The main focus of this thesis is using machine learning and data mining techniques to solve challenging problems. Three problems from different subject areas are discussed: nuclear material detection, drug ranking and target tracking in video sequences. The techniques of the three problems described are all based on an efficiently solvable variant of normalized cut, Normalized Cut Prime (NC').

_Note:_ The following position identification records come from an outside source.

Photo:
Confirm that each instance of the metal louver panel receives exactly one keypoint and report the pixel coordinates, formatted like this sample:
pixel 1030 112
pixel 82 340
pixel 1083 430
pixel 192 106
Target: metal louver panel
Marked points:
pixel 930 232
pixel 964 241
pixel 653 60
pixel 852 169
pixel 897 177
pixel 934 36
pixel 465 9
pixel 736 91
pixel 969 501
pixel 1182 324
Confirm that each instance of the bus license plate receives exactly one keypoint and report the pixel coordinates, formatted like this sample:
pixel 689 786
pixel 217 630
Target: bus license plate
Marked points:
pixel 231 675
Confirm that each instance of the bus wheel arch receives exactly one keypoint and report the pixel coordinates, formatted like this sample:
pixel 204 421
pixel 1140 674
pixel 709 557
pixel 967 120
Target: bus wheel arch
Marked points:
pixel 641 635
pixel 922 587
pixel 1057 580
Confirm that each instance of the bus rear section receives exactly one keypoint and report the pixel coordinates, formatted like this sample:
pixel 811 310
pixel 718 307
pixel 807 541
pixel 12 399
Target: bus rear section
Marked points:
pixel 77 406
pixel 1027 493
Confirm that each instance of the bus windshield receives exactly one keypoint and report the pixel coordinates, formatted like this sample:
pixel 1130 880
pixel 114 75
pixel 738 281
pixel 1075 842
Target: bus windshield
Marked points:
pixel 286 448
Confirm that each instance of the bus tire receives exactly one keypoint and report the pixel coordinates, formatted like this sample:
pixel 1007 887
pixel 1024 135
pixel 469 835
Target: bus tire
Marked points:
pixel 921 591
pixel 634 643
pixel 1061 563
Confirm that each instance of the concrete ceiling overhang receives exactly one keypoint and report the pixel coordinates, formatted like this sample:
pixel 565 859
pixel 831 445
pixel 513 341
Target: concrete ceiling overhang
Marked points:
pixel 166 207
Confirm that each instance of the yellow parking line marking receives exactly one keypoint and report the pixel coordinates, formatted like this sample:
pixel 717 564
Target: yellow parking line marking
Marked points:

The first problem concerns detecting concealed illicit nuclear material, an important part of strategies preventing and deterring nuclear terrorism. What makes this an extremely difficult task are physical limitations of nuclear radiation detectors (arising from energy resolutions and efficiency) and shielding materials terrorists would presumably use to surround the radioactive nuclear material and absorb some of the radiation, thereby reducing the strength of the detected signal. This means the central data analysis problem is identifying a potentially very weak signal, and distinguishing it from both background noise arising from the detector characteristics and naturally occurring environmental radiation. We aim at enhancing the capabilities of detection with algorithmic methods specifically tailored to nuclear data. A novel graph-theory-based methodology based on NC' is used, called Supervised Normalized Cut (SNC). This data mining method classifies measurements obtained from very low resolution plastic scintillation detectors. The accompanying computational study, comparing SNC method with several alternative classification methods shows that in terms of accuracy, the SNC method is on par with alternative approaches, yet SNC is computationally more efficient.
The second subject area is in the field of drug ranking. This problem refers to placing in rank order, according to their effectiveness, several drugs treating the same disease, using data derived from cell images. Current technologies use the recently developed high-throughput drug profiling (high content screening or HCS). Despite the potential of HCS for accurate descriptions of drug profiles, it produces a deluge of data of quantitative and multidimensional nature, posing analytical challenges in the data mining process. Our new framework is designed to alleviate these difficulties, in the way of producing graph theoretic descriptors and automatically ordering the performance of drugs, called fractional adjusted bi-partitional score (FABS), a way of converting classification to scores. We experimented with the FABS framework by implementing different algorithms and assessing the accuracy of results by a comparative study, which includes other four baseline methods. The conclusion is encouraging: FABS implemented with NC' consistently outperforms other implementations of FABS and alternative methods currently used for ranking that are unrelated to FABS.
The third problem is target tracking in video sequences -- it can be framed as an unsupervised learning problem: the goal is to delineate a target of interest in a video from background. The tracking task is cast as a graph-cut, incorporating intensity and motion data into the formulation. Tests on real-life benchmark videos show that the developed technique, NC-track, based on NC', is more efficient than many existing techniques, and that it delivers good quality results.